Multi-Instance Deep Learning: Discover Discriminative Local Anatomies for Bodypart Recognition

In general image recognition problems, discriminative information often lies in local image patches. For example, most human identity information exists in the image patches containing human faces. The same situation stays in medical images as well. “Bodypart identity” of a transversal slice-which bodypart the slice comes from-is often indicated by local image information, e.g., a cardiac slice and an aorta arch slice are only differentiated by the mediastinum region. In this work, we design a multi-stage deep learning framework for image classification and apply it on bodypart recognition. Specifically, the proposed framework aims at: 1) discover the local regions that are discriminative and non-informative to the image classification problem, and 2) learn a image-level classifier based on these local regions. We achieve these two tasks by the two stages of learning scheme, respectively. In the pre-train stage, a convolutional neural network (CNN) is learned in a multi-instance learning fashion to extract the most discriminative and and non-informative local patches from the training slices. In the boosting stage, the pre-learned CNN is further boosted by these local patches for image classification. The CNN learned by exploiting the discriminative local appearances becomes more accurate than those learned from global image context. The key hallmark of our method is that it automatically discovers the discriminative and non-informative local patches through multi-instance deep learning. Thus, no manual annotation is required. Our method is validated on a synthetic dataset and a large scale CT dataset. It achieves better performances than state-of-the-art approaches, including the standard deep CNN.

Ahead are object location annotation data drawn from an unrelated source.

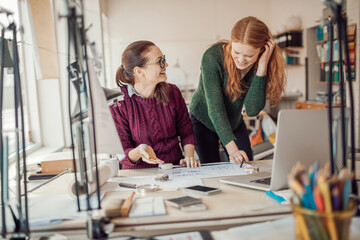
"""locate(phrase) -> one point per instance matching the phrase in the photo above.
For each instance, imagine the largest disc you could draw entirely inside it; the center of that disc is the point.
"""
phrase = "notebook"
(301, 136)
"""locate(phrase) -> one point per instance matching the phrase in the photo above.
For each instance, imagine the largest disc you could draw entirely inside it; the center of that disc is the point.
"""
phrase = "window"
(8, 114)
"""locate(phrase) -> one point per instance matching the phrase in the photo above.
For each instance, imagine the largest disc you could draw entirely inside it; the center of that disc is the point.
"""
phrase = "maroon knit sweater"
(144, 120)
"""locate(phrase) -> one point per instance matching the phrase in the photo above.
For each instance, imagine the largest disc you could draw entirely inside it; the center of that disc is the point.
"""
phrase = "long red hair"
(253, 32)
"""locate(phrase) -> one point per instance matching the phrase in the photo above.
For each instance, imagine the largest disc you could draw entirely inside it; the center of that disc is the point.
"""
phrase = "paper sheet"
(150, 206)
(172, 184)
(208, 171)
(104, 175)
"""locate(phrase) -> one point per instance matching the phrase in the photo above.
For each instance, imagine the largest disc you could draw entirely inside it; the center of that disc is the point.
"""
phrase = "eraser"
(166, 166)
(161, 177)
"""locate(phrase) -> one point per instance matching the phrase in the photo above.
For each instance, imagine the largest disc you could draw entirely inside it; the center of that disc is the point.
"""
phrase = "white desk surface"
(234, 206)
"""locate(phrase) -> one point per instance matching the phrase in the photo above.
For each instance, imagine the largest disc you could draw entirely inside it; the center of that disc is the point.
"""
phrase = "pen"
(242, 162)
(125, 208)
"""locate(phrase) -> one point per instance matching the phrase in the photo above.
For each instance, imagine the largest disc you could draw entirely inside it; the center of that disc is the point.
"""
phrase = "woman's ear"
(137, 71)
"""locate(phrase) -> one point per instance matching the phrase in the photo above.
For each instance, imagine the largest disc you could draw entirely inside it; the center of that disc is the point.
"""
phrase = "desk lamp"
(341, 21)
(92, 128)
(18, 208)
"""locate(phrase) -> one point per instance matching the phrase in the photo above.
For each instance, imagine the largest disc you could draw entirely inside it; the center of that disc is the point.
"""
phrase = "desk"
(235, 206)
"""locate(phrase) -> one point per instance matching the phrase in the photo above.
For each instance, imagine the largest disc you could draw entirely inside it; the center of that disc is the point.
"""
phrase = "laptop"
(301, 136)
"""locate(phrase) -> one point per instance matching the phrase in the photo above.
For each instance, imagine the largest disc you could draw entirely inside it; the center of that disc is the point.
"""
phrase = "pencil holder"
(310, 224)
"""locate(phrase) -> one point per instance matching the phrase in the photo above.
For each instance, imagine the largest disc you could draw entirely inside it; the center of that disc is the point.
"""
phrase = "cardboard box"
(57, 163)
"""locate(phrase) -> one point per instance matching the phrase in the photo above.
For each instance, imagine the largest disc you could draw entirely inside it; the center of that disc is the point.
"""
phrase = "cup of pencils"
(321, 204)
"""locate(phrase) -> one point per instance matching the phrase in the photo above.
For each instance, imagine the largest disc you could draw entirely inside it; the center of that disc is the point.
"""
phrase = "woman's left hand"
(190, 162)
(265, 57)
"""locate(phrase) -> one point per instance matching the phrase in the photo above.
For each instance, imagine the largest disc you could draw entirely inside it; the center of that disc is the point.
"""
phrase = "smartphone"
(183, 201)
(193, 208)
(203, 190)
(199, 235)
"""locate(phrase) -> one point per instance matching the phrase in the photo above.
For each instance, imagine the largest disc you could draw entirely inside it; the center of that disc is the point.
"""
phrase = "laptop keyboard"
(265, 181)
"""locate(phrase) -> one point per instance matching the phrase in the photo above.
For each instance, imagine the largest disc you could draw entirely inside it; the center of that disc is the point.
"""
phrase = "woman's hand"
(148, 155)
(265, 57)
(190, 162)
(236, 155)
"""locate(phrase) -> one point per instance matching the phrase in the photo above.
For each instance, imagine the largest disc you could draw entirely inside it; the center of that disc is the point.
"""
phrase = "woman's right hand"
(148, 155)
(236, 155)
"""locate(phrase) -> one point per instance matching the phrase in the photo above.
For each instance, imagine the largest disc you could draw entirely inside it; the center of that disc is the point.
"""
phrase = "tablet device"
(183, 201)
(203, 190)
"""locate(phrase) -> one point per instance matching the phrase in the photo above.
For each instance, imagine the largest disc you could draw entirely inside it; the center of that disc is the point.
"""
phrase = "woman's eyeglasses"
(161, 62)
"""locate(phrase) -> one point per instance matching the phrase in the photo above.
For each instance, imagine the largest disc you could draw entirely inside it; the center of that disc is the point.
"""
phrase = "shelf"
(335, 83)
(290, 30)
(324, 41)
(318, 62)
(292, 47)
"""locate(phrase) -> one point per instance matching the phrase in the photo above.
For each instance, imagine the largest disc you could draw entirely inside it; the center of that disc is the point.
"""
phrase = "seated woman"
(153, 114)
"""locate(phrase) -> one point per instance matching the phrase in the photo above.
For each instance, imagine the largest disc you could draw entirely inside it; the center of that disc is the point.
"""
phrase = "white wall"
(309, 11)
(183, 30)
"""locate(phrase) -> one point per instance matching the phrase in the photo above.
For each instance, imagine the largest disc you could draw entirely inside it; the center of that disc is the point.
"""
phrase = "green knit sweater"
(213, 107)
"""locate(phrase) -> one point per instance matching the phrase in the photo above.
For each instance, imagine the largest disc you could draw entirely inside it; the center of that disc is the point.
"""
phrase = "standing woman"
(245, 70)
(153, 116)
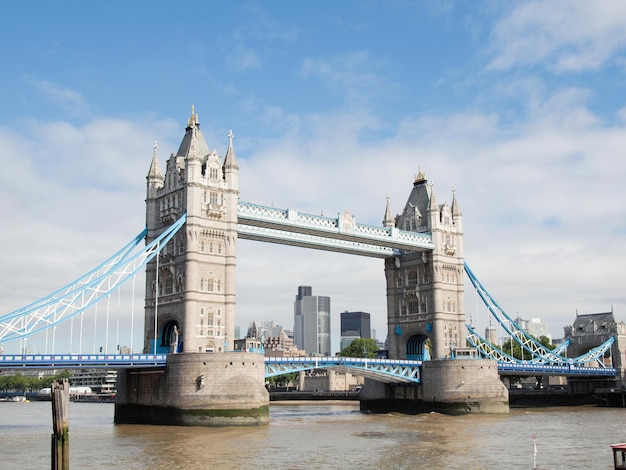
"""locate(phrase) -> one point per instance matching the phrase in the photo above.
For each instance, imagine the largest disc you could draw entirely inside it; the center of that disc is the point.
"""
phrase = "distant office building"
(357, 323)
(272, 337)
(311, 320)
(354, 325)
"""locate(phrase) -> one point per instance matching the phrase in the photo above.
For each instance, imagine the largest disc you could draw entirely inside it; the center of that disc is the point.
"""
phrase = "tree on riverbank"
(361, 347)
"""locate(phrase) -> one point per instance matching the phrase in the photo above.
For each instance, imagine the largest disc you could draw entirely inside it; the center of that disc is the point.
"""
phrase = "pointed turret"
(389, 221)
(456, 212)
(231, 169)
(155, 175)
(230, 161)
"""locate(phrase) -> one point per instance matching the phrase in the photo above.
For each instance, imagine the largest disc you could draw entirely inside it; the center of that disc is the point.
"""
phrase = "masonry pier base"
(448, 386)
(195, 389)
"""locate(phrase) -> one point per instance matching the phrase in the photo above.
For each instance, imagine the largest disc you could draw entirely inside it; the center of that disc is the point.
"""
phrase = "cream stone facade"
(190, 289)
(425, 290)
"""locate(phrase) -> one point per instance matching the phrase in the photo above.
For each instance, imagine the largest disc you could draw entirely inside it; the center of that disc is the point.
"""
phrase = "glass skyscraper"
(311, 322)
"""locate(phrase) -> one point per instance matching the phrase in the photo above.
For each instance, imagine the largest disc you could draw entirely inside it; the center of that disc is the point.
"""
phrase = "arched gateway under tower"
(425, 293)
(190, 300)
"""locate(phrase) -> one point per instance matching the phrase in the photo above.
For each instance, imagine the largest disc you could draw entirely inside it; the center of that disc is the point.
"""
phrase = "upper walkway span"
(383, 370)
(342, 234)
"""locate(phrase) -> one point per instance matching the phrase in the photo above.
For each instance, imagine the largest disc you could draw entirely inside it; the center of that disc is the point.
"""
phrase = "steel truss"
(87, 290)
(383, 370)
(539, 354)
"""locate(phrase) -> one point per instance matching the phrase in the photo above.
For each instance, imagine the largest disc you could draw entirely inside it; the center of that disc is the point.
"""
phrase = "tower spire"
(388, 221)
(230, 161)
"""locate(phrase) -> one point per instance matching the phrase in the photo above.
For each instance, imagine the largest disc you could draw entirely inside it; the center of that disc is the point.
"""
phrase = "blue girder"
(538, 353)
(87, 290)
(383, 370)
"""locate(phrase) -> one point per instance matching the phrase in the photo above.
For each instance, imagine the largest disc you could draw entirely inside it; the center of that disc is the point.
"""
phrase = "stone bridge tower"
(190, 300)
(425, 290)
(192, 293)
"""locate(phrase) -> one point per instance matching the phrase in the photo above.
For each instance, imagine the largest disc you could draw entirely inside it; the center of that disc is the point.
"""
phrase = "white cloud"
(564, 36)
(68, 99)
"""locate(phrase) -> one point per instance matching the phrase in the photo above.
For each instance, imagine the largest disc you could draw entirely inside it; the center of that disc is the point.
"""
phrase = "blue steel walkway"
(383, 370)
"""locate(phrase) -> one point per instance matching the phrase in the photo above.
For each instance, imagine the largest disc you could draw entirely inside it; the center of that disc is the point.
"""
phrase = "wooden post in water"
(60, 425)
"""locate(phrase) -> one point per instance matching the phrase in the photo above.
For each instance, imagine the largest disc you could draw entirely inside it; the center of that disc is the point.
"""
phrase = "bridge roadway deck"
(402, 370)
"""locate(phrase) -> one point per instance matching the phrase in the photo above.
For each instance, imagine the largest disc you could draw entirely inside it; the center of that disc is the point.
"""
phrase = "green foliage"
(362, 347)
(283, 380)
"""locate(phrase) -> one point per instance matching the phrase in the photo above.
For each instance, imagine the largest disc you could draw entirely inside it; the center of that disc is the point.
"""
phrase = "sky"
(518, 106)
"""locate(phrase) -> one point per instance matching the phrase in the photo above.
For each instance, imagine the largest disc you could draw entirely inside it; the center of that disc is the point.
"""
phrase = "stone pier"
(195, 389)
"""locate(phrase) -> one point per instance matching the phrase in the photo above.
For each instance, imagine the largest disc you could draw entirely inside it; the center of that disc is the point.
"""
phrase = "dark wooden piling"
(60, 425)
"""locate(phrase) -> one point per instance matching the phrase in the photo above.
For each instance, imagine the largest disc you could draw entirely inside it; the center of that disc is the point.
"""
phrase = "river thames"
(320, 435)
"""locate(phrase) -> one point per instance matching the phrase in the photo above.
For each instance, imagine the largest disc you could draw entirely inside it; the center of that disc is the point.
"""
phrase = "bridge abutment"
(448, 386)
(195, 389)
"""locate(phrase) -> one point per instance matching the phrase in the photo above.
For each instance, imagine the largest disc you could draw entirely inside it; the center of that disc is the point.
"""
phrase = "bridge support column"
(448, 386)
(195, 389)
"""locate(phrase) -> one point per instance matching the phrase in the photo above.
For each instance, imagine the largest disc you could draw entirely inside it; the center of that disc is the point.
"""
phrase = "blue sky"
(520, 106)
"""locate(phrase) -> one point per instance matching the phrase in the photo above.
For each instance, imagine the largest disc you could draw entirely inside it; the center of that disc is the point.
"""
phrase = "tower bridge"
(194, 219)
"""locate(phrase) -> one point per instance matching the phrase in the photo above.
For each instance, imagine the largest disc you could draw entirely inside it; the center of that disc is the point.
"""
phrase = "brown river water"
(321, 435)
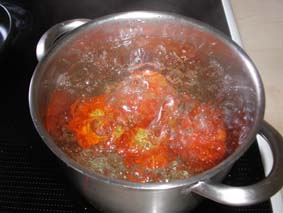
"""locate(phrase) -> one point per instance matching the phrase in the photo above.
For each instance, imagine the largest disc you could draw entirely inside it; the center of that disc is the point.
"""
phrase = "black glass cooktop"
(30, 176)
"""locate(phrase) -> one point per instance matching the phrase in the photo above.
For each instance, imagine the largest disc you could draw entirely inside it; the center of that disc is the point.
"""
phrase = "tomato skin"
(139, 97)
(92, 121)
(201, 140)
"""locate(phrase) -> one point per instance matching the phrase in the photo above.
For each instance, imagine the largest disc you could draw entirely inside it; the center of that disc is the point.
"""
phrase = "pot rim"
(143, 15)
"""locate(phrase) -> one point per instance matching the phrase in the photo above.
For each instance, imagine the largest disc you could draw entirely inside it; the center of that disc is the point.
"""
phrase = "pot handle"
(255, 193)
(51, 36)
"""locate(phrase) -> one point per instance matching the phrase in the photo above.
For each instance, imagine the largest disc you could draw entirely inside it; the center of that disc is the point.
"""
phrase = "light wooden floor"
(260, 23)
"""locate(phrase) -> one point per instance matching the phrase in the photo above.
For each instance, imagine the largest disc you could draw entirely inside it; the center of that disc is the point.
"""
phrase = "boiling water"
(194, 75)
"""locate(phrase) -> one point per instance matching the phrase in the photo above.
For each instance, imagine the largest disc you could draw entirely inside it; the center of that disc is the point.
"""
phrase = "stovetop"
(30, 176)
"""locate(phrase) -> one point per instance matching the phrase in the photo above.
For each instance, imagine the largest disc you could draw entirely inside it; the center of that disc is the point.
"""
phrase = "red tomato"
(201, 138)
(93, 122)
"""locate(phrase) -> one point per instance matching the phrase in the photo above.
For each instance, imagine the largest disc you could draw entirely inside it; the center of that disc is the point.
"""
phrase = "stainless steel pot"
(117, 195)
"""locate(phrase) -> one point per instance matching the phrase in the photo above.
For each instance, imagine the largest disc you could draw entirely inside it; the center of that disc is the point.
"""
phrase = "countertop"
(260, 24)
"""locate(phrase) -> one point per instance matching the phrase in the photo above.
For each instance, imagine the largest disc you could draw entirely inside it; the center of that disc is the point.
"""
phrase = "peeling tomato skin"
(201, 143)
(89, 128)
(149, 125)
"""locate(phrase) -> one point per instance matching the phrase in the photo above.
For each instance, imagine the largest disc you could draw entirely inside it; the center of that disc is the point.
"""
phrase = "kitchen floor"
(261, 28)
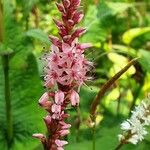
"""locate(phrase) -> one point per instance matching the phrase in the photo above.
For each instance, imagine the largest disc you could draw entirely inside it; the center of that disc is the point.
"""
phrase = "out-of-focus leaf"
(24, 83)
(120, 61)
(144, 59)
(25, 90)
(95, 33)
(27, 5)
(131, 34)
(112, 8)
(125, 49)
(38, 34)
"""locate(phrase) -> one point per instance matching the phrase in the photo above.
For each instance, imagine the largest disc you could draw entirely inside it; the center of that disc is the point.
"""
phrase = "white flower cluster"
(134, 128)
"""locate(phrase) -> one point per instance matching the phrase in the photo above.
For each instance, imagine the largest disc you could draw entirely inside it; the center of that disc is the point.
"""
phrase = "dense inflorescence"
(66, 68)
(134, 128)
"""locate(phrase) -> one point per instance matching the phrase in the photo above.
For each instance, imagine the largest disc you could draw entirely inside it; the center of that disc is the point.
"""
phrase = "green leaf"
(144, 59)
(112, 8)
(131, 34)
(38, 34)
(25, 91)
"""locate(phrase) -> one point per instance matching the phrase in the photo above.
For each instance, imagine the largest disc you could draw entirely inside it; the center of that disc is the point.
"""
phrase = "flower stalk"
(65, 68)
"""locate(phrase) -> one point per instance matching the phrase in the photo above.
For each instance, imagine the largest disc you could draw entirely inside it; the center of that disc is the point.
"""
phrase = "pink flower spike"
(66, 3)
(66, 47)
(60, 8)
(54, 40)
(40, 136)
(60, 148)
(64, 132)
(76, 2)
(44, 101)
(65, 125)
(84, 46)
(59, 97)
(74, 97)
(77, 17)
(58, 23)
(56, 108)
(60, 143)
(48, 120)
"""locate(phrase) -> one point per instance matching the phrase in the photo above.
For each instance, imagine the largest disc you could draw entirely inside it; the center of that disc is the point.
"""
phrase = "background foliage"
(119, 31)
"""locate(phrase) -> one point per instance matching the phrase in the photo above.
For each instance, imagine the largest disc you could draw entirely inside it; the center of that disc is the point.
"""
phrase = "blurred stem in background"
(5, 63)
(1, 20)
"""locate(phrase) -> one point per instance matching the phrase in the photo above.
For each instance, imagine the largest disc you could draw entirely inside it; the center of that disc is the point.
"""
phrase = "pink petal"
(66, 3)
(64, 132)
(39, 136)
(44, 101)
(56, 108)
(59, 97)
(60, 143)
(65, 125)
(74, 97)
(60, 148)
(48, 120)
(54, 48)
(66, 47)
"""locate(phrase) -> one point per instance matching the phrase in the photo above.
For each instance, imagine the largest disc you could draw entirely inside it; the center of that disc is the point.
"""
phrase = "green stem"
(5, 61)
(119, 146)
(137, 93)
(94, 137)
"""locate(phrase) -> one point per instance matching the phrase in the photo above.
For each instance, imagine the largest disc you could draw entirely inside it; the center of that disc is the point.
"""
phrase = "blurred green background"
(119, 31)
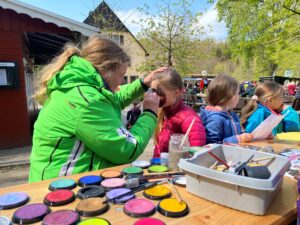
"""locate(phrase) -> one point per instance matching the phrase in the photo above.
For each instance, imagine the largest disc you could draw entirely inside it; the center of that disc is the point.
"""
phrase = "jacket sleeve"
(291, 120)
(129, 92)
(197, 136)
(101, 130)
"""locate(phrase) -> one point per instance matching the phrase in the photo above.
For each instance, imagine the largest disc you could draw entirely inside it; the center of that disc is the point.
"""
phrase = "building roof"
(48, 17)
(103, 17)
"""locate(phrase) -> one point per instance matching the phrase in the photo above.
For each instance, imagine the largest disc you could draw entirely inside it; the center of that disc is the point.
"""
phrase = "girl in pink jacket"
(174, 116)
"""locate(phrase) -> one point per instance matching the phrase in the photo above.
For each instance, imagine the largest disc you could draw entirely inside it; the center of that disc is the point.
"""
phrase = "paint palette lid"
(94, 221)
(141, 163)
(106, 174)
(132, 170)
(30, 213)
(89, 180)
(92, 207)
(149, 221)
(13, 200)
(62, 184)
(59, 197)
(65, 217)
(139, 208)
(117, 192)
(155, 161)
(4, 220)
(158, 169)
(90, 192)
(113, 183)
(171, 207)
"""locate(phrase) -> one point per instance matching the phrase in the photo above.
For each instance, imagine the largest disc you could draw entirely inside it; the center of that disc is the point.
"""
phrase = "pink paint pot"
(139, 208)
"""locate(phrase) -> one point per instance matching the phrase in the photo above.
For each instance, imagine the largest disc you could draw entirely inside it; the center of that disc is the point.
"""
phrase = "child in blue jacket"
(222, 125)
(267, 100)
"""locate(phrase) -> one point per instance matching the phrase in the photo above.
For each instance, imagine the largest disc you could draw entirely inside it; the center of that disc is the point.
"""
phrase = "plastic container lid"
(92, 207)
(139, 208)
(13, 200)
(65, 217)
(94, 221)
(62, 184)
(89, 180)
(59, 197)
(90, 192)
(30, 213)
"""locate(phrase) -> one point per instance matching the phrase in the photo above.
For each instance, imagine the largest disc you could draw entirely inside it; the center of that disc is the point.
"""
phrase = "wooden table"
(282, 210)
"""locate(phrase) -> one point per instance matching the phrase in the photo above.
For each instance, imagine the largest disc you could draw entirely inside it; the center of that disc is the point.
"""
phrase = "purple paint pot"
(117, 192)
(65, 217)
(30, 213)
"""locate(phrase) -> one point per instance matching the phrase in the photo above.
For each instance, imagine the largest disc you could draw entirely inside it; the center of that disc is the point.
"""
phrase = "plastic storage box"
(238, 192)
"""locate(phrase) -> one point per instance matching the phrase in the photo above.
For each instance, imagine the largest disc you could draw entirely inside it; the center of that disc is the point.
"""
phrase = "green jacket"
(79, 129)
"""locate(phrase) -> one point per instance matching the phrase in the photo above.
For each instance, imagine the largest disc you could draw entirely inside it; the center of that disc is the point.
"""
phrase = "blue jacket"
(220, 126)
(289, 123)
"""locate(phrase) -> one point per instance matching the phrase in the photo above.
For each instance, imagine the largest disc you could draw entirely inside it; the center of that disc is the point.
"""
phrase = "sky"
(127, 11)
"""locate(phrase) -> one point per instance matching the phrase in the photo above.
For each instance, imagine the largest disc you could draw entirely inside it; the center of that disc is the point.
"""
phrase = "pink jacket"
(177, 120)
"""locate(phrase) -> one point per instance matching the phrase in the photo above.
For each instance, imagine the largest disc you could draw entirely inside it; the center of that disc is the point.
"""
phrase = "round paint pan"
(13, 200)
(65, 217)
(117, 192)
(180, 181)
(157, 192)
(94, 221)
(139, 208)
(4, 220)
(92, 207)
(62, 184)
(30, 213)
(141, 163)
(171, 207)
(132, 170)
(89, 180)
(90, 192)
(59, 197)
(149, 221)
(158, 169)
(112, 183)
(106, 174)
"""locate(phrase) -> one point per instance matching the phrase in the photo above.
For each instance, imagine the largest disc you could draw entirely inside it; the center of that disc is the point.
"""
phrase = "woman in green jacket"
(79, 128)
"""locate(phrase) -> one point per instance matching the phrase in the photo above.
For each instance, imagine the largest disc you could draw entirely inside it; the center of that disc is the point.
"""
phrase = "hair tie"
(254, 97)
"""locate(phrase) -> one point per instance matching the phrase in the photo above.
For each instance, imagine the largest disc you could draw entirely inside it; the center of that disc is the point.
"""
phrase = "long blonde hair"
(263, 92)
(104, 54)
(172, 81)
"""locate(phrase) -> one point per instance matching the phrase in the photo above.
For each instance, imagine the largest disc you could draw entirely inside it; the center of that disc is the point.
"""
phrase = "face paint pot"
(171, 207)
(62, 184)
(30, 213)
(107, 174)
(13, 200)
(59, 197)
(65, 217)
(92, 207)
(157, 169)
(90, 192)
(112, 183)
(94, 221)
(149, 221)
(117, 192)
(157, 192)
(89, 180)
(139, 208)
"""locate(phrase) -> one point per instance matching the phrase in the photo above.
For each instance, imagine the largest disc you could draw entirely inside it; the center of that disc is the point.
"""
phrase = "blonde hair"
(104, 54)
(263, 92)
(172, 81)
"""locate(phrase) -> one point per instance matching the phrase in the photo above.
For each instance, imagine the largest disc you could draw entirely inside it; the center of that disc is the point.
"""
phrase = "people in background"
(174, 116)
(222, 125)
(79, 128)
(267, 100)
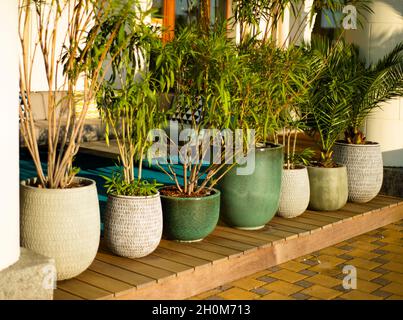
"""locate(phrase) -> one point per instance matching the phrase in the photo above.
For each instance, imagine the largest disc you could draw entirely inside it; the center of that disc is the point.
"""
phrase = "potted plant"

[1]  Oded Maron,et al.  Multiple-Instance Learning for Natural Scene Classification , 1998, ICML.

[2]  Ronald M. Summers,et al.  Anatomy-specific classification of medical images using deep convolutional nets , 2015, 2015 IEEE 12th International Symposium on Biomedical Imaging (ISBI).

[3]  Ronan Collobert,et al.  From image-level to pixel-level labeling with Convolutional Networks , 2014, 2015 IEEE Conference on Computer Vision and Pattern Recognition (CVPR).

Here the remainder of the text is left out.